LULEIKA, THE RICH WIDOW
You hear people talk about the disadvantages of living in New York. Personally, I cannot think of greater happiness than being in this great metropolis, if only for the reason that I can be all over Europe in one night. Five cents carfare lands you in the French district. Five more minutes reading of the "Subway Sun" lands you in Hungary; from whence you can tramp in fifteen minutes to Italy or Greece or Turkey, as the spirit moves you or inclination dictates. You can eat your breakfast in a Russian restaurant on East Fifth Street, have caviar and Bolshevik talk; go for lunch in China, on Mott Street, where they will serve you tea grown on the highest mountain of Asia; for dinner you can have your choice between Persian, French, Hindu or Greek menus, and still have the cuisines of a dozen other foreign nationalities to choose from if you are alive the next morning.
And now, in case you ever intend going down to the Syrian Quarter for supper and atmosphere, I will acquaint you with the story of Luleika, as it was told to me by Malouf the jeweler, who is a Mohammedan gentleman, born in Constantinople. Malouf believes in the glory of Allah. His face is as dry as smoked parchment, and he touches the ground with his forehead twice a day, at sunrise and sundown, as it is commanded in the Koran. Malouf lives on Washington Street, which is at a stone's throw from the Statue of Liberty in the Bay of New York.
* * * * *
"And it is written in the Koran: 'For whosoever sells his soul for gain, shall suffer in his flesh, and whosoever sells his flesh for gain shall suffer in his soul.'
"But you, my listener, are either a Christian Giaour or a Yehudi Kepek, and know nothing about the Koran.

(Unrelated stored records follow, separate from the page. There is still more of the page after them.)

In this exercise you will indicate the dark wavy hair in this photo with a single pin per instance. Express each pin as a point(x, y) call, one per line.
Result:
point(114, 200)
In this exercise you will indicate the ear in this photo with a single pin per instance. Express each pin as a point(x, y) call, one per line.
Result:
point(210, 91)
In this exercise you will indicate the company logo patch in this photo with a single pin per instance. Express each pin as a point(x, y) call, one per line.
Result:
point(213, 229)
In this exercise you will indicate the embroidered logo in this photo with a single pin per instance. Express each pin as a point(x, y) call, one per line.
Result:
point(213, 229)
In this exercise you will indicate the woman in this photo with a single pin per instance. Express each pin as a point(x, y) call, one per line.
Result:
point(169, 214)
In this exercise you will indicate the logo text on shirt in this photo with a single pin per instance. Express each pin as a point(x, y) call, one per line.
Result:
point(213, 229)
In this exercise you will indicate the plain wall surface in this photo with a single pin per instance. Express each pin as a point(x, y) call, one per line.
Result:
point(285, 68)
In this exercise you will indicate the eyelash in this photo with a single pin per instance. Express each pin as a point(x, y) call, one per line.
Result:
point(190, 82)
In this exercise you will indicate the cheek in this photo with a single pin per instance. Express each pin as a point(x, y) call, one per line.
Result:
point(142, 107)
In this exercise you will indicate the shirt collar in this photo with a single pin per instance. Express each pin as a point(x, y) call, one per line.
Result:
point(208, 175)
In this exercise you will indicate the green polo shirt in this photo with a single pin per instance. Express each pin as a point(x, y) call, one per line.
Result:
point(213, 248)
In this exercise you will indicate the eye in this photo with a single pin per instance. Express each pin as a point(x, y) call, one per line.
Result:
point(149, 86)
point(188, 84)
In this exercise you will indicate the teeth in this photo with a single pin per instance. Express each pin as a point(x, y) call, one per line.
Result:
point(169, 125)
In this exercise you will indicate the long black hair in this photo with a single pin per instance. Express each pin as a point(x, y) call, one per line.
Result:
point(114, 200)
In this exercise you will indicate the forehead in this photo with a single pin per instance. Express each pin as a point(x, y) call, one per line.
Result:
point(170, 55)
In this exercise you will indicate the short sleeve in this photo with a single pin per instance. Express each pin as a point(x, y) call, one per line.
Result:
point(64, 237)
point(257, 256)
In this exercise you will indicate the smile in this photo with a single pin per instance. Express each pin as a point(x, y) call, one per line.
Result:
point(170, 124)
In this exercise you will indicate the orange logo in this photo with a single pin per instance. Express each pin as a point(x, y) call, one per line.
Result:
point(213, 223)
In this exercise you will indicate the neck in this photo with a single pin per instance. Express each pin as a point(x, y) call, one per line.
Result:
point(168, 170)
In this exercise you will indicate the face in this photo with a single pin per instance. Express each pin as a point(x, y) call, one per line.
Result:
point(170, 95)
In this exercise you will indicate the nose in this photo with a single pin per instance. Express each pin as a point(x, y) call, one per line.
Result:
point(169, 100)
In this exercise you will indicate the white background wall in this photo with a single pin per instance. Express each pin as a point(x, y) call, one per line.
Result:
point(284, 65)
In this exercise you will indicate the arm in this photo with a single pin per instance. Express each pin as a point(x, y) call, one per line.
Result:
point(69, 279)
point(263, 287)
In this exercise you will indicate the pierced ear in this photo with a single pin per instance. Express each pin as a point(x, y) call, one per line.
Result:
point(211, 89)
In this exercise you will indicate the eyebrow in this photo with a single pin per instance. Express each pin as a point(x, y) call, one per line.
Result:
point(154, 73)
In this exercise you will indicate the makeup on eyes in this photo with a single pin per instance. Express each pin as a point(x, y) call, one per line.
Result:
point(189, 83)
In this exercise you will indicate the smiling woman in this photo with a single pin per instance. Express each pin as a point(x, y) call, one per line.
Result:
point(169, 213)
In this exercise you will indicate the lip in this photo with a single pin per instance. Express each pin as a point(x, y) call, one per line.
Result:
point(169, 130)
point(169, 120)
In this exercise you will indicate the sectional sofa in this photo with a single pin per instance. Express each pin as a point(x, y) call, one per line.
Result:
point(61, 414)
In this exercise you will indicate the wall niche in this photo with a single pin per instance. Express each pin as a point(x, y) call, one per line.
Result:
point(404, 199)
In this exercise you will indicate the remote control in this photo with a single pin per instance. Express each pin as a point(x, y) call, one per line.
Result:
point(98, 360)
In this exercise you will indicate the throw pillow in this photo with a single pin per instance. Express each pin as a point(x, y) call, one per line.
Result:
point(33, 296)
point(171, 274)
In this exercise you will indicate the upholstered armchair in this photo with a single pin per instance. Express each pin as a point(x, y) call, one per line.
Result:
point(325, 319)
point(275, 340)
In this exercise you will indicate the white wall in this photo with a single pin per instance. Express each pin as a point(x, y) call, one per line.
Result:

"And Luleika was young then, in her twenty-fifth year, and the Koran was only a name to her and not the fountain of wisdom which it really is.
"She was young and beautiful when her brother, Ali, who was a rich dealer in rugs, brought her here, to this pork-eating country. Her brother was very proud of her. Not one woman in a thousand could wear a diamond-studded comb in her hair as well as Luleika could; not one in a million could carmine her nails as well; and not another in the whole world could make the lines of her mouth harmonize so well with the curves of her eyebrows.

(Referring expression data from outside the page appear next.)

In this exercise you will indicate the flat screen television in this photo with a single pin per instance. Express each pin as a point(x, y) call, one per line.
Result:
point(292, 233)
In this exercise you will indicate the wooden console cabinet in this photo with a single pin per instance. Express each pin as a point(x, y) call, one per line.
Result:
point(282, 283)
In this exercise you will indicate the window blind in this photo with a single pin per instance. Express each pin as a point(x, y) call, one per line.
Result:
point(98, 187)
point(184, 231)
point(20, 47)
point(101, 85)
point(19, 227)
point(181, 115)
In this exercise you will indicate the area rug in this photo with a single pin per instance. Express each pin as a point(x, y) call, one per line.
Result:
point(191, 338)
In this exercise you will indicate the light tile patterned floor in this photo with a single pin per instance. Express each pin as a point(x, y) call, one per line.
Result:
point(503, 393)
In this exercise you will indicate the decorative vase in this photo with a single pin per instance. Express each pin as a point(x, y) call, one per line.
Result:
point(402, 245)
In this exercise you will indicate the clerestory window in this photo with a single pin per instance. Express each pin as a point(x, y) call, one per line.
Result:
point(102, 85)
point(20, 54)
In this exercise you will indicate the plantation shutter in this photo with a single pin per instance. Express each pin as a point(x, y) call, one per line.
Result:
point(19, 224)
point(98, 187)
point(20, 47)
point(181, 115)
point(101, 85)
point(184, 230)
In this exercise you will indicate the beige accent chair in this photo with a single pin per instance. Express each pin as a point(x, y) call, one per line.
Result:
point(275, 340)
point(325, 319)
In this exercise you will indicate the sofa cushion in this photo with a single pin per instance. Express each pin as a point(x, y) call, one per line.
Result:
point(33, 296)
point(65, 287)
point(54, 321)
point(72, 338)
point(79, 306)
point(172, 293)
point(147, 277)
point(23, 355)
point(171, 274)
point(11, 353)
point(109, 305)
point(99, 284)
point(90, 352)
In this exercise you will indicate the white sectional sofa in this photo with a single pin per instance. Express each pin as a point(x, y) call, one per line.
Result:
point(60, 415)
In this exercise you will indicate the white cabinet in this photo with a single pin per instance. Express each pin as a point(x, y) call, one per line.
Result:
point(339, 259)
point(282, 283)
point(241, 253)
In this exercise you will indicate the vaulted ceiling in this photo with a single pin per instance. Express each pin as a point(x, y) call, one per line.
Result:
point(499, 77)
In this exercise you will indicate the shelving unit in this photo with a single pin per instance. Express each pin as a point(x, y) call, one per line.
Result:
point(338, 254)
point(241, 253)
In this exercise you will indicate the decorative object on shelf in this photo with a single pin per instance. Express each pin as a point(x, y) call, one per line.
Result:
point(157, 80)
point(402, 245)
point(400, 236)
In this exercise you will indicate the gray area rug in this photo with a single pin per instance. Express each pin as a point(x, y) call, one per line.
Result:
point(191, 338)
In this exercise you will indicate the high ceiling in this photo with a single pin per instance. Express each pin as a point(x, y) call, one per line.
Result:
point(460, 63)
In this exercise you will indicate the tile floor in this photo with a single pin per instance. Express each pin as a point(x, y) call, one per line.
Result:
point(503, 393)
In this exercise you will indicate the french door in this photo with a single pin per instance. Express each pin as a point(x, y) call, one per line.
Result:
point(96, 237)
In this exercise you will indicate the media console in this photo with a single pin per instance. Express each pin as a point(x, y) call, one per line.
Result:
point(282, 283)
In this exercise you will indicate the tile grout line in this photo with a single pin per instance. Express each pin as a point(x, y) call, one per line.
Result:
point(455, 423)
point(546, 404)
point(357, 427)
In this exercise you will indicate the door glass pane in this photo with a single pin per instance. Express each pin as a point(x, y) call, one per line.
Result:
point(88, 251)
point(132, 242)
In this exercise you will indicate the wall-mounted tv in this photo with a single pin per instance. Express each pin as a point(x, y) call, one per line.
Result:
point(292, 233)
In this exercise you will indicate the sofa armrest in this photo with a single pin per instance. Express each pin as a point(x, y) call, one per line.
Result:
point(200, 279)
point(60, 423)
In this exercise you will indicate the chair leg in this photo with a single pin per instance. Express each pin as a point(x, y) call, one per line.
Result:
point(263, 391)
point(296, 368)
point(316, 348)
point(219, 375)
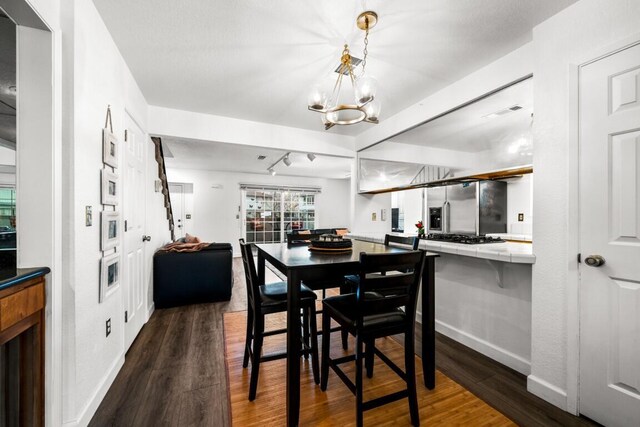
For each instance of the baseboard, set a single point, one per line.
(150, 311)
(91, 407)
(547, 391)
(496, 353)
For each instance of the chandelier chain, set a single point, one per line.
(365, 51)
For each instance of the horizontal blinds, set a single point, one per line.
(262, 187)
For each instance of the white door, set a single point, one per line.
(134, 217)
(176, 192)
(610, 228)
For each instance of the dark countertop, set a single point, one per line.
(9, 278)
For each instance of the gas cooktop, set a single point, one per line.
(463, 238)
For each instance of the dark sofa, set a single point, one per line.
(181, 278)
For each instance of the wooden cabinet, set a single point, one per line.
(22, 353)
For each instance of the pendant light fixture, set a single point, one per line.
(364, 106)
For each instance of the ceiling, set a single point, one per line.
(472, 128)
(7, 82)
(219, 156)
(257, 60)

"I loved Luleika. But I was poor and her brother was rich, and richer yet were the friends he had. So Ali set up a store, not far from the Christian church around the corner, in which he sold rugs to the rich of this country. And in the store he put up a little cage in which sat Luleika like an imprisoned bird. Men came to buy rugs and smile at the girl. Ali became richer every day. As his gold piled up he forgot the good teachings of the holy book and ate pork and drank wine. And Luleika did as he did.
"Then my mother sent word through Mustapha Hogea, the priest, that I should come home that she might see me before joining her father in Allah. And I answered: 'I have bread here a-plenty, and there is a woman my heart holds my eyes on, and you may die in peace, for I shall follow the words of the Koran and end my daily prayers with Allah il Allah, Mohammed rassul Allah.'
"She must have died peacefully.
"Daily, under some excuse or other, I went to see Luleika. She changed her dress little by little as she learned the language of this country. Her beautifully woven bournous was replaced with a white waist which looked as if made out of tissue paper, and her heavy pantaloons, cut from goods brought on a camel's back from Damascus, were exchanged for a flimsy skirt, the like of which is worn by the women of the land of the Francs.
"And one day, when I no longer could wait, I spoke to her of my love. She listened to the end and then she said: 'Thou art young and strong. A woman could love thee. But thou art poor, and I am afraid of poverty. I shall therefore marry Kurguz Mehmed, the partner of my brother Ali.'
"'But Mehmed is dreadfully old!' I cried.
"'I wish he were older,' she told me.
"Luleika married Kurguz Mehmed. He was so old he could not walk without a cane. Kurguz had become very rich in this country, rich and dissolute. He was the shame of his people.
"Ali knew, Luleika knew, yet she married him, because he was rich.